NIST Cybersecurity Framework 2.0: a practical overview

The NIST Cybersecurity Framework 2.0, released in February 2024, expands the original five functions — Identify, Protect, Detect, Respond, Recover — by adding a sixth, Govern. The Govern function consolidates risk management strategy, roles, policy, oversight, and supply chain governance into one explicit pillar. CSF 2.0 also formally drops the "critical infrastructure" framing of version 1.1 and is positioned for organizations of any size or sector.

Each function decomposes into Categories and Subcategories. There are 22 Categories and 106 Subcategories in total. For example, the Detect function contains DE.CM (Continuous Monitoring) with subcategories such as DE.CM-01 covering monitoring of networks for malicious activity. Each Subcategory maps to Informative References — concrete controls in NIST SP 800-53, ISO 27001, COBIT, or CIS Controls v8 — letting you choose the operational standard underneath.

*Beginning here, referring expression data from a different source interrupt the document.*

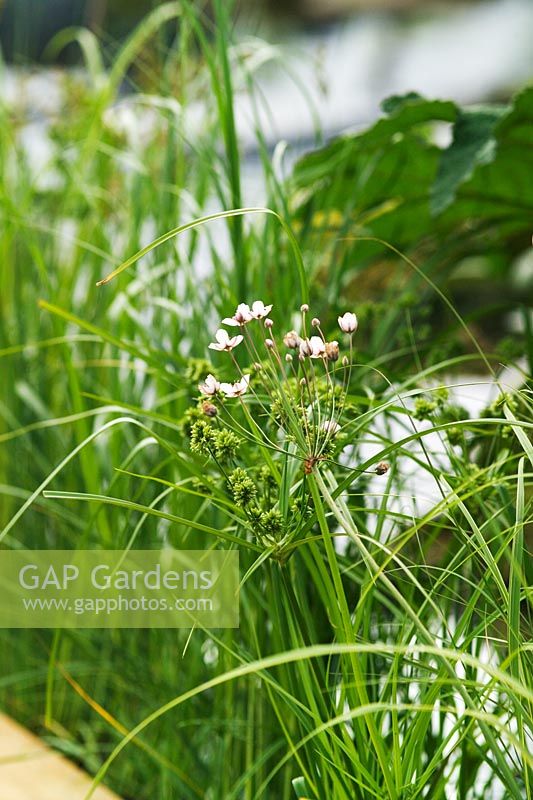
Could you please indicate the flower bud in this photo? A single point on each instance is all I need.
(292, 340)
(348, 322)
(332, 351)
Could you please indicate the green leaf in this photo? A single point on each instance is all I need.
(473, 143)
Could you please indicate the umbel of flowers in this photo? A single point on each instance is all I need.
(299, 383)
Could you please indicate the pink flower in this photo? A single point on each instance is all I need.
(224, 342)
(259, 310)
(235, 389)
(331, 427)
(348, 322)
(210, 386)
(241, 317)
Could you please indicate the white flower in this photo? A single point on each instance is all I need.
(210, 386)
(331, 427)
(348, 322)
(237, 388)
(241, 317)
(224, 342)
(259, 310)
(292, 340)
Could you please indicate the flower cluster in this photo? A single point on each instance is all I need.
(305, 403)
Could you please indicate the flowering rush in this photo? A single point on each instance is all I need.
(299, 396)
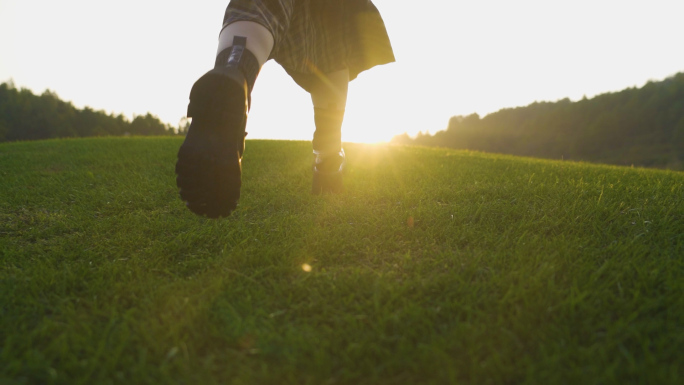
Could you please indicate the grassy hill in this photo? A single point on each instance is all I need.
(436, 266)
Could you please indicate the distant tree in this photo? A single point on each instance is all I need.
(25, 116)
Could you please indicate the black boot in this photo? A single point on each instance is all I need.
(329, 158)
(209, 166)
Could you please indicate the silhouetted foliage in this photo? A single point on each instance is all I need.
(26, 116)
(636, 126)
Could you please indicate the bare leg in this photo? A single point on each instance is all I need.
(329, 97)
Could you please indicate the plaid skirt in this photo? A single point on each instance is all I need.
(319, 36)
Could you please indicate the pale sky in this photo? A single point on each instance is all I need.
(453, 58)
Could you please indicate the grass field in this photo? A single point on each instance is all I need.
(437, 266)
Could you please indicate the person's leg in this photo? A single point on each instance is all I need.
(259, 39)
(209, 164)
(329, 97)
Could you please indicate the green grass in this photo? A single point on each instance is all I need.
(436, 266)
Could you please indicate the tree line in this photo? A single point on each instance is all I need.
(636, 126)
(26, 116)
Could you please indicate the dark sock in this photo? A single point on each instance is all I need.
(237, 56)
(328, 134)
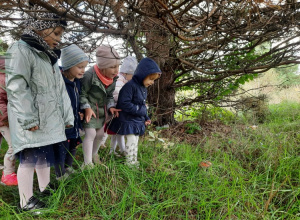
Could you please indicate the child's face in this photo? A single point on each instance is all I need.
(149, 80)
(77, 71)
(111, 72)
(128, 76)
(52, 36)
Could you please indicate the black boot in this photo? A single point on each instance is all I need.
(33, 204)
(49, 190)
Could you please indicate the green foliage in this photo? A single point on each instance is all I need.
(253, 108)
(192, 128)
(283, 113)
(288, 75)
(205, 113)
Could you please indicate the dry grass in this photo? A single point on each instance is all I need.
(269, 84)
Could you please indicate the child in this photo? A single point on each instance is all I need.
(73, 63)
(132, 101)
(126, 72)
(39, 108)
(98, 85)
(9, 177)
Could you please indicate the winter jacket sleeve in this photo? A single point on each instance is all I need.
(68, 115)
(3, 100)
(18, 73)
(86, 83)
(119, 84)
(125, 101)
(110, 101)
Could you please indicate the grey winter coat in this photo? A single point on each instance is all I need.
(94, 95)
(37, 96)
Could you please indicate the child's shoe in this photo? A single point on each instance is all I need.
(70, 170)
(9, 180)
(63, 177)
(49, 190)
(96, 159)
(87, 166)
(34, 205)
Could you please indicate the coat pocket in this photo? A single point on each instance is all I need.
(41, 111)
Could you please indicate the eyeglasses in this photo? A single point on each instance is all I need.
(116, 56)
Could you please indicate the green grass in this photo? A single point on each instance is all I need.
(255, 174)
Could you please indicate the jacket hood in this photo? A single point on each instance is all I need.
(145, 67)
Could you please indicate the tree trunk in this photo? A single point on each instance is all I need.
(161, 99)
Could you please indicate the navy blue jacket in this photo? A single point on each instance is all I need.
(132, 101)
(74, 90)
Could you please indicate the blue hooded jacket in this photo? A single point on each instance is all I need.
(132, 101)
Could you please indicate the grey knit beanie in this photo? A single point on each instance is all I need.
(107, 56)
(129, 65)
(71, 56)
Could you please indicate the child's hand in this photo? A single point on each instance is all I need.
(88, 114)
(5, 123)
(34, 128)
(81, 115)
(115, 111)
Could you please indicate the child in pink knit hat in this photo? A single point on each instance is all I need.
(98, 85)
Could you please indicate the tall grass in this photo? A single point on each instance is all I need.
(254, 175)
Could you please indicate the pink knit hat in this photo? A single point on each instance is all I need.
(107, 56)
(2, 63)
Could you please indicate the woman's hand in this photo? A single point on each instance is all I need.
(81, 115)
(88, 114)
(33, 128)
(115, 111)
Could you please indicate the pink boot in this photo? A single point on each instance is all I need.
(9, 180)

The framework is descriptive rather than prescriptive: it tells you what outcomes to achieve, not how. Organizations express their current state and target state using Implementation Tiers (Partial, Risk Informed, Repeatable, Adaptive) and Profiles. A Profile is a selected set of Subcategories that match your business priorities and risk tolerance. NIST publishes Community Profiles for sectors like manufacturing, election infrastructure, and small business.

For Azerbaijani organizations, CSF 2.0 is useful as a self-assessment scaffold even if you are pursuing ISO 27001 for certification. The mapping between CSF and ISO 27001:2022 is published by NIST, so you can run one assessment and produce evidence usable for both. Start with a current Profile workshop — interview department heads against the 106 Subcategories — and rate each on a 0 to 4 maturity scale. Within two weeks you have a defensible roadmap and a heat map for the board.